December 16, 2015
One of the most influential lens designers in history, Paul Rudolph was born in 1858, and raised in Thuringia, in central Germany. He attended universities at Munich, Leipzig, and Jena, graduating from that last in 1884 with a degree in mathematics. Although his original intent had been to teach, Rudolph instead took a job with the firm Carl Zeiss of Jena, working as an assistant to Ernst Abbe.

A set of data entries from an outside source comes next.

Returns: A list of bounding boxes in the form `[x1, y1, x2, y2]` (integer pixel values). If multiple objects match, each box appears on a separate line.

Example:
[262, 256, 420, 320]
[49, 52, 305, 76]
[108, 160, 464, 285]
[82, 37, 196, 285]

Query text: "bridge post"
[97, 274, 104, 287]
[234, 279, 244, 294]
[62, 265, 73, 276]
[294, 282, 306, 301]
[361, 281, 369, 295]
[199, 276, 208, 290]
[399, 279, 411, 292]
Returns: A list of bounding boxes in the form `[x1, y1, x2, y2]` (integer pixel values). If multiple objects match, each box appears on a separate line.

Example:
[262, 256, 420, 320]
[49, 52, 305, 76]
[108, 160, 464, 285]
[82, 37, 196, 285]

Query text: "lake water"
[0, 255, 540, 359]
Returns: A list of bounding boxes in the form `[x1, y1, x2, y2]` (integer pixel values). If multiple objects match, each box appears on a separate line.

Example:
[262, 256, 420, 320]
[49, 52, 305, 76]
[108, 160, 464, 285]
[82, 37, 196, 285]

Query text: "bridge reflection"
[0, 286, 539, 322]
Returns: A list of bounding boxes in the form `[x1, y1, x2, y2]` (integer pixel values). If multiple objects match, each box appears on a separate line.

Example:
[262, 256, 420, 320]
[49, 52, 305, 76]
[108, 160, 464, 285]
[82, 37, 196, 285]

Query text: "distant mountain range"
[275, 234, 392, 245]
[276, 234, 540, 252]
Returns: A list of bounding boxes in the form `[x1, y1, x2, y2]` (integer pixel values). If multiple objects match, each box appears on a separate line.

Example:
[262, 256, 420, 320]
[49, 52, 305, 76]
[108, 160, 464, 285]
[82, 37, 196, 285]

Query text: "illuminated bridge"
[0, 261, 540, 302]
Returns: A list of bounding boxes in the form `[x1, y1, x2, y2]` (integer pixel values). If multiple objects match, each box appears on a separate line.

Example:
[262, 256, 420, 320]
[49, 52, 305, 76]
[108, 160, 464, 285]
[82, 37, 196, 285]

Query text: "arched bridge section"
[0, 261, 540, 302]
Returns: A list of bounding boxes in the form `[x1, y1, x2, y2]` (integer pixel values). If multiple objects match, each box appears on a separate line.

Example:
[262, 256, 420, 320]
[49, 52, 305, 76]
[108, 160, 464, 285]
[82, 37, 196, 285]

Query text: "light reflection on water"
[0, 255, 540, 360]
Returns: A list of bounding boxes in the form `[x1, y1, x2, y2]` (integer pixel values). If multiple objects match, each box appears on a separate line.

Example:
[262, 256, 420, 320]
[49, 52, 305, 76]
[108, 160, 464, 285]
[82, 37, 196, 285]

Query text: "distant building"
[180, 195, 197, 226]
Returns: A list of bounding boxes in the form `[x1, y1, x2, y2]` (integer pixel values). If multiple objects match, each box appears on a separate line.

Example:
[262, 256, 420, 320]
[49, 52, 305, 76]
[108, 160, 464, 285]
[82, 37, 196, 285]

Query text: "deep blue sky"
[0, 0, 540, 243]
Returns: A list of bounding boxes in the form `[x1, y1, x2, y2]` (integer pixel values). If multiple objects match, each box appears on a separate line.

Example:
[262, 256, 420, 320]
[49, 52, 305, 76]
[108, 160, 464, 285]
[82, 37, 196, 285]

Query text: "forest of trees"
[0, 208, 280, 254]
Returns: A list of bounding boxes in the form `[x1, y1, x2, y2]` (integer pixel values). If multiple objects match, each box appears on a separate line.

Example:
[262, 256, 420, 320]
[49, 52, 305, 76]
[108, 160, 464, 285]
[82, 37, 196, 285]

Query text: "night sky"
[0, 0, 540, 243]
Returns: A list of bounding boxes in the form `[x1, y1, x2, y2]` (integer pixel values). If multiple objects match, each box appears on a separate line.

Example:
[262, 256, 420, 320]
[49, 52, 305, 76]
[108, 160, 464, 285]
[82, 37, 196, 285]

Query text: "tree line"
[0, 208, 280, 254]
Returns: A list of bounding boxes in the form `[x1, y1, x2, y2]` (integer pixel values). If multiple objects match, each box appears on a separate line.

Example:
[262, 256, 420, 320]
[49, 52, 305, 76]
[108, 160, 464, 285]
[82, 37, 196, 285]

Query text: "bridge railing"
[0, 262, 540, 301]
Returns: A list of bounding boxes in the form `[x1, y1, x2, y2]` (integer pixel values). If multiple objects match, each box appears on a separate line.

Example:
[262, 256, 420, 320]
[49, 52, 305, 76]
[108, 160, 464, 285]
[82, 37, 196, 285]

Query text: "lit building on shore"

Abbe and Otto Schott had just built a new glassworks at Jena, providing new materials for lens manufacturing. Rudolph was tasked with designing improve microscope objectives, experimenting with the new glass types; additionally, it fell to him to start a photographic lens line for Zeiss. The alliance proved a productive one: between 1890 and 1893 Rudolph designed the Anastigmat series of lenses (later known as Protar lenses) which were successful for many years.
A Zeiss Anastigmat lens
In 1896, Rudolph designed the Planar lens, based on a telescope objective by Gauss. In it, Rudolph introduced the use of a buried surface, which corrects chromatic aberration. His was not the first double Gaussian lens design, but it remains one of the finest and most versatile, and is still the basis for many short- and medium-focus fast lenses for motion picture use, and for small- to medium-format still cameras.
His next design effort, the Unar, was a good lens when he designed it in 1899, and evolved over the next three years into the most successful lens design of his career, the famous Zeiss Tessar. The Tessar was then, and still is today, the world’s most widely used and copied photographic lens. Zeiss had a monopoly on the design until the patent expired in 1920 but in the meanwhile, licensed its patent to several other manufacturers, including Ross in England, and Bausch and Lomb in the USA.

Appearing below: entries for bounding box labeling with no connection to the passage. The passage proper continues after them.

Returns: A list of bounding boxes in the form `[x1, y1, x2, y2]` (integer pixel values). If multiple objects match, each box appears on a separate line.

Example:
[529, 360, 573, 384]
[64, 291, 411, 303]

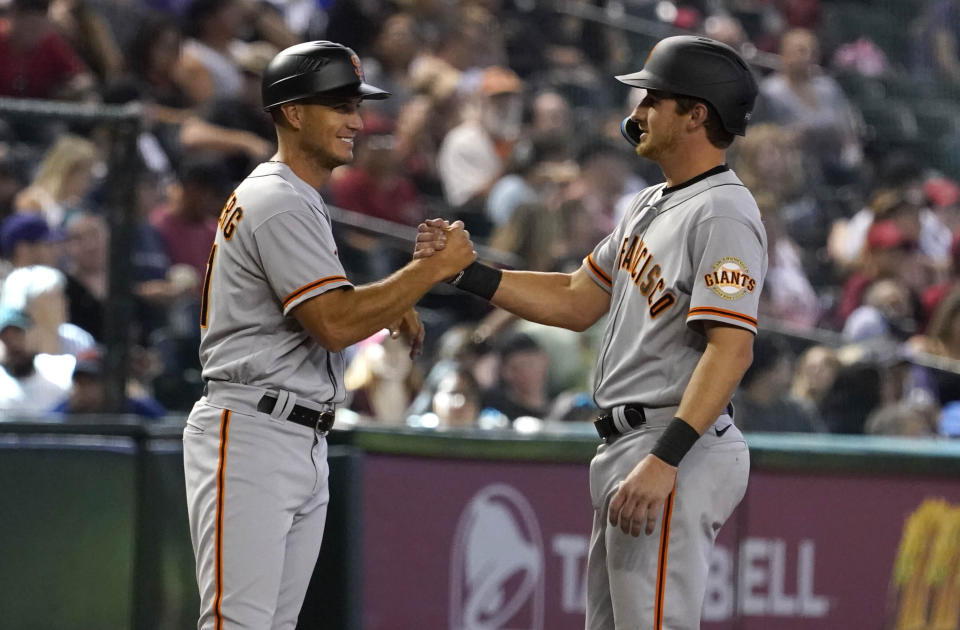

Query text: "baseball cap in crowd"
[480, 66, 523, 96]
[73, 348, 103, 376]
[0, 212, 63, 257]
[867, 221, 913, 250]
[923, 177, 960, 208]
[0, 306, 33, 332]
[234, 41, 280, 77]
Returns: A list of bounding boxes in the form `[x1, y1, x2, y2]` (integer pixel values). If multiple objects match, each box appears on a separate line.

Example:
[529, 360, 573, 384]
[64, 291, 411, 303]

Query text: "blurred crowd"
[0, 0, 960, 435]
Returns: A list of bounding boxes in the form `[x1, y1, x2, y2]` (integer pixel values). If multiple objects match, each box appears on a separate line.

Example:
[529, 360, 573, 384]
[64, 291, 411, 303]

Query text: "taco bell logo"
[450, 484, 544, 630]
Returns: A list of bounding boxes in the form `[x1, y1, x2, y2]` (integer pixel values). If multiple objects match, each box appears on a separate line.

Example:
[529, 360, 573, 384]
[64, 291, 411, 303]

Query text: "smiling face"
[630, 90, 684, 162]
[292, 97, 363, 170]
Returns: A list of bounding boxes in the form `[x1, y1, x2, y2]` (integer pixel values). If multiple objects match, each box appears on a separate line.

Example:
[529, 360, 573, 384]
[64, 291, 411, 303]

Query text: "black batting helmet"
[617, 35, 757, 136]
[261, 41, 390, 111]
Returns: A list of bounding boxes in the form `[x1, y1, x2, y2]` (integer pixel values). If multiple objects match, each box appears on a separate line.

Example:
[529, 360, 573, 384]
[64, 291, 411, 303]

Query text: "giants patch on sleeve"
[703, 256, 757, 300]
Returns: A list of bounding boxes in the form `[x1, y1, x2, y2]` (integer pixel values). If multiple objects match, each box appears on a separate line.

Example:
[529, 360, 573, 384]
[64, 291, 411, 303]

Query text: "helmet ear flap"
[620, 116, 643, 146]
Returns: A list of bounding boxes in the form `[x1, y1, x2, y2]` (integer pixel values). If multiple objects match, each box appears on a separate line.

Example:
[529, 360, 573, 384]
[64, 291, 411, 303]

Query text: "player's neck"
[270, 148, 331, 190]
[657, 145, 726, 187]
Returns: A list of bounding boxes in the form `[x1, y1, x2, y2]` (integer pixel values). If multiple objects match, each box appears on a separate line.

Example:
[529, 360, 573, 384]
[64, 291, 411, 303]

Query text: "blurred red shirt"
[330, 167, 423, 225]
[0, 20, 86, 98]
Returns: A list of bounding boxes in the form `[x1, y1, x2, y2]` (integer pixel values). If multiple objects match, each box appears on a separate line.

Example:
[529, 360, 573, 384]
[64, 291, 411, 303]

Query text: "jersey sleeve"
[583, 227, 622, 293]
[687, 216, 767, 334]
[254, 204, 353, 315]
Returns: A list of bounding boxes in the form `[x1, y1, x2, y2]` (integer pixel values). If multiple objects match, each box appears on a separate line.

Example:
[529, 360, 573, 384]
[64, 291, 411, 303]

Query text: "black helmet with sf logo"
[261, 41, 390, 111]
[617, 35, 758, 144]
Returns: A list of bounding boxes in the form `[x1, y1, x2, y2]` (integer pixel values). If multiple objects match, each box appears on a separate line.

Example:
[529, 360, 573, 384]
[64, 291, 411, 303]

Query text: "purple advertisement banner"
[362, 454, 960, 630]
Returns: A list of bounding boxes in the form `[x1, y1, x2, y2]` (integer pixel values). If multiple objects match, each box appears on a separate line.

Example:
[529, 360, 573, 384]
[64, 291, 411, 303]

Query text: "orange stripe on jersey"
[283, 276, 347, 308]
[587, 254, 613, 287]
[653, 492, 676, 630]
[213, 409, 230, 630]
[687, 306, 757, 328]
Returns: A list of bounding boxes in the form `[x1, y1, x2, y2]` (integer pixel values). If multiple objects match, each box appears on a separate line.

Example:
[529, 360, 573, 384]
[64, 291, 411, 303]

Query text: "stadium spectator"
[790, 345, 840, 417]
[179, 0, 248, 105]
[343, 331, 421, 425]
[437, 67, 524, 234]
[150, 158, 233, 278]
[819, 358, 884, 435]
[329, 114, 424, 226]
[911, 0, 960, 83]
[0, 0, 95, 100]
[180, 42, 278, 181]
[733, 124, 824, 329]
[483, 333, 550, 421]
[52, 348, 167, 420]
[63, 212, 110, 342]
[830, 174, 950, 286]
[430, 368, 480, 429]
[836, 220, 918, 326]
[0, 212, 63, 277]
[864, 403, 937, 437]
[13, 135, 106, 228]
[921, 232, 960, 322]
[755, 29, 863, 183]
[733, 334, 822, 433]
[0, 309, 76, 420]
[49, 0, 123, 85]
[843, 279, 919, 343]
[363, 13, 424, 120]
[0, 265, 94, 356]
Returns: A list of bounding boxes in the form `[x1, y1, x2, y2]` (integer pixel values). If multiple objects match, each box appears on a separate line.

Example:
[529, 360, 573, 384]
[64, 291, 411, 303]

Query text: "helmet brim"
[357, 83, 391, 101]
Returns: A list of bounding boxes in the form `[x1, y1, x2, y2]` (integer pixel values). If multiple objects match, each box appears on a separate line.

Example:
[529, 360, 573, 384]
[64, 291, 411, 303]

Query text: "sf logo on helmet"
[350, 55, 364, 81]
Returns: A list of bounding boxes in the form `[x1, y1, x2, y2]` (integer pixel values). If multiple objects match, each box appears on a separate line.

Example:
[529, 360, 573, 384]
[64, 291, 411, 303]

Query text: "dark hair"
[670, 95, 735, 149]
[181, 0, 236, 39]
[11, 0, 50, 13]
[127, 13, 183, 77]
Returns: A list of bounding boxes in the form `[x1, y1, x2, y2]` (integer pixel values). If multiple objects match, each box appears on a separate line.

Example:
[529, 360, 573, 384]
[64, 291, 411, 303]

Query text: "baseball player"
[183, 41, 476, 630]
[415, 36, 767, 630]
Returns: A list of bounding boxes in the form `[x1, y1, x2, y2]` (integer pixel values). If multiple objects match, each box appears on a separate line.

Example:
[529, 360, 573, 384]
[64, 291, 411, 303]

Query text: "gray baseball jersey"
[200, 162, 351, 403]
[183, 162, 351, 630]
[585, 170, 767, 409]
[584, 167, 767, 630]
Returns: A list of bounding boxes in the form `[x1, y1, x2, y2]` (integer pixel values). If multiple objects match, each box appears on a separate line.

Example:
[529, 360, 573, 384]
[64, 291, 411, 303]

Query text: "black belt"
[257, 394, 334, 433]
[593, 402, 733, 442]
[593, 405, 647, 442]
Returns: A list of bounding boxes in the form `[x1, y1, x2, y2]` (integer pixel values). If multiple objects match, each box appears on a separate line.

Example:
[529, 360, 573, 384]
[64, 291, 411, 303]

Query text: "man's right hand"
[413, 219, 452, 260]
[414, 221, 477, 282]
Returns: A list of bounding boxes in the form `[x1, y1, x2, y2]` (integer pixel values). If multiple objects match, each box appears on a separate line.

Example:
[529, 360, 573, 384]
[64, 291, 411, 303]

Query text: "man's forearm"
[677, 330, 753, 434]
[294, 261, 437, 352]
[491, 271, 609, 330]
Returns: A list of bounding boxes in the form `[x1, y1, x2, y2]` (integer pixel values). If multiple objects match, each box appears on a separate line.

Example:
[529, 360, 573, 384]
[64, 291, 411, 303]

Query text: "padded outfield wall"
[0, 421, 960, 630]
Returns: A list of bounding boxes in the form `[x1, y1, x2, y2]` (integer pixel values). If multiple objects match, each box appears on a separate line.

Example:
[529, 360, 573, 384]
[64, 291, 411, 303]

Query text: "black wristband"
[447, 262, 503, 302]
[650, 418, 700, 468]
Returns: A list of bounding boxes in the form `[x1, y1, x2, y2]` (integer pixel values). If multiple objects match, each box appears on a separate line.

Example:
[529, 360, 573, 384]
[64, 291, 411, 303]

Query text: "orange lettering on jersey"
[650, 292, 677, 319]
[620, 236, 640, 269]
[217, 192, 237, 228]
[630, 246, 650, 284]
[223, 206, 243, 241]
[617, 241, 676, 318]
[637, 265, 660, 296]
[617, 236, 630, 269]
[647, 272, 666, 304]
[703, 256, 757, 300]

A Bausch and Lomb Zeiss tessar lens
In those years, designers were paid royalties on the sales of their products, and in 1911, Rudolph was able to retire, a wealthy man. But inflation in post-World War Germany brought him financial ruin, and so at age 62, Rudolph returned to work, first at Zeiss for a short time, and then for Meyer, at Goerlitz, in Germany.

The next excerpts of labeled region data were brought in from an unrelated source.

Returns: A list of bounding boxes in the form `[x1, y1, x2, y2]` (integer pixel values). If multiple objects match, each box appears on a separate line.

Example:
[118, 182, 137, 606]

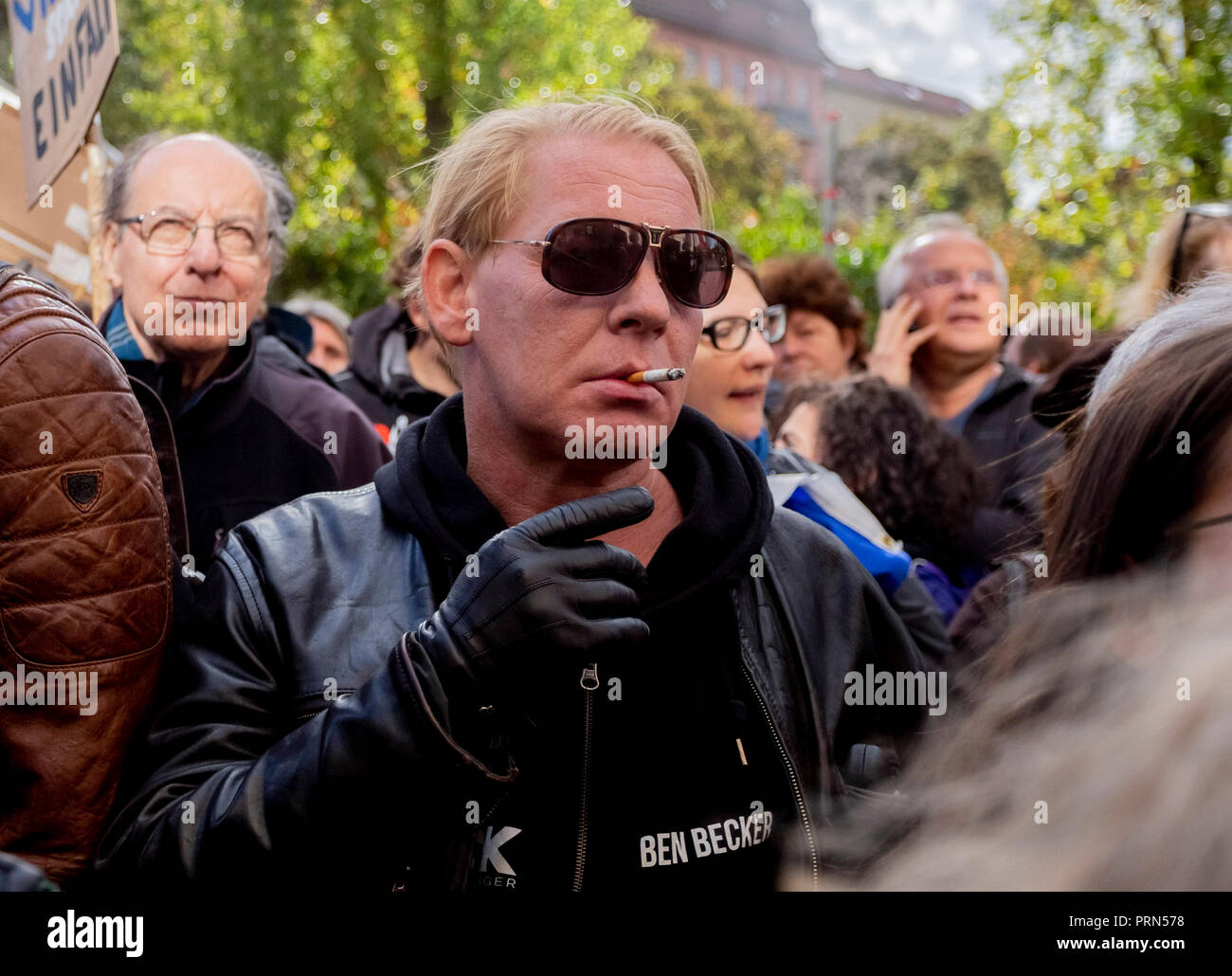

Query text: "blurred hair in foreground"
[780, 574, 1232, 891]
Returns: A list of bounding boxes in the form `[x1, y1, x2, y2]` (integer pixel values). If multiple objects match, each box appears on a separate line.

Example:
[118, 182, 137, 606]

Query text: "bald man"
[101, 133, 389, 571]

It was while working here that Rudolph designed the Plasmat, a convertible lens for large format cameras, and a series of Makro Plasmat lenses for the motion picture industry. Despite its tendency to flare, due to the number of separated elements in its design, the plasmat was well liked and widely used. In the 1930’s, Zeiss introduced an anti-flare lens coating; at that point the plasmat became the basis for many excellent modern view camera lenses (including the Symmar f5.6 from Schneider, the Sironar from Rodenstock, and the Fujinon W series from Fuji). In 1933, having finally recovered financially, Rudolph retired again. He died in 1935.